What is the main difference between CPU and GPU cache usage?
-CPUs have large caches designed to keep frequently accessed data close to execution units to reduce latency, whereas GPUs have smaller caches mainly used to consolidate memory requests from many threads, reducing DRAM traffic but not latency.
Why do CPUs have sophisticated control logic?
-CPUs have sophisticated control logic to implement branch prediction, data forwarding, and pipeline management, which minimizes latency for sequential instructions and ensures efficient execution of latency-sensitive tasks.
How are GPU ALUs different from CPU ALUs?
-GPU ALUs are energy-efficient, heavily pipelined, and designed for long-latency operations but high throughput, allowing many threads to execute in parallel. CPU ALUs are powerful, low-latency, and optimized for sequential arithmetic operations.
Why do modern applications use both CPUs and GPUs?
-CPUs are used for sequential parts of an application where low latency is critical, while GPUs are used for parallel sections to leverage their high throughput. This combination maximizes overall performance.
What are some application domains that benefit from heterogeneous parallel computing?
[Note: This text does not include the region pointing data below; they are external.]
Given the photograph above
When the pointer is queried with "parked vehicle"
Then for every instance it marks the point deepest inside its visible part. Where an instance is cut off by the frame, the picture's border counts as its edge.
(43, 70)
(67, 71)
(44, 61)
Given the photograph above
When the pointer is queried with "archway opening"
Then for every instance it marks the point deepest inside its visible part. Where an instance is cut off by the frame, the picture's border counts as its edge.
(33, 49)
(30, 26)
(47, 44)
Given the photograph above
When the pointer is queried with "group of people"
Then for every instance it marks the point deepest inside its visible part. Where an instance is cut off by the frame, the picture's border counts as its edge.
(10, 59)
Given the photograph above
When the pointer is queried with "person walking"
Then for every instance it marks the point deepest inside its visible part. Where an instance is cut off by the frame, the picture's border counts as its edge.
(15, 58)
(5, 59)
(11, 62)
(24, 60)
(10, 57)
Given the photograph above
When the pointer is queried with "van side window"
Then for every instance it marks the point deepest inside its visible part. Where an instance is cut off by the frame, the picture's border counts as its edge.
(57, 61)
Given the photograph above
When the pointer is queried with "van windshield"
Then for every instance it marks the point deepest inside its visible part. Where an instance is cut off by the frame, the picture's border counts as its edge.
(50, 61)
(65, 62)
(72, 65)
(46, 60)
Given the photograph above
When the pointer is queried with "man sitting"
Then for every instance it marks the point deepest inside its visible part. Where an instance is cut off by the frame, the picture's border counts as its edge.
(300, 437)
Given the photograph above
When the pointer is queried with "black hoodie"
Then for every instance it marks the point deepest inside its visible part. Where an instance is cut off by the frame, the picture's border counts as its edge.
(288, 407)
-Domains include financial analysis, scientific and engineering simulations, data-intensive analytics, medical imaging, digital audio/video processing, computer vision, biomedical informatics, electronic design automation, statistical modeling, numerical methods, rendering, and interactive physics.
How does branch prediction in CPUs help reduce latency?
-Branch prediction allows the CPU to guess the likely path of conditional statements or loops, fetch and execute instructions along that path in advance, and thus reduce the delay caused by decision-making in sequential code execution.
What is the emerging trend in SOCs for making them more versatile?
-The emerging trend is the use of configurable logic or configurable cores, which allows SOCs to adapt to various computing needs beyond fixed-function hardware blocks.
What is the difference in thread management between CPUs and GPUs?
-CPUs support a smaller number of threads with complex control to optimize sequential execution, while GPUs support a very large number of threads with simpler control, enabling high parallel throughput.
What reading material is recommended for further understanding of CPU vs GPU architectures?
-Chapter 1 of the textbook by David Kirk is recommended for deeper insights into CPU vs GPU design and heterogeneous parallel computing concepts.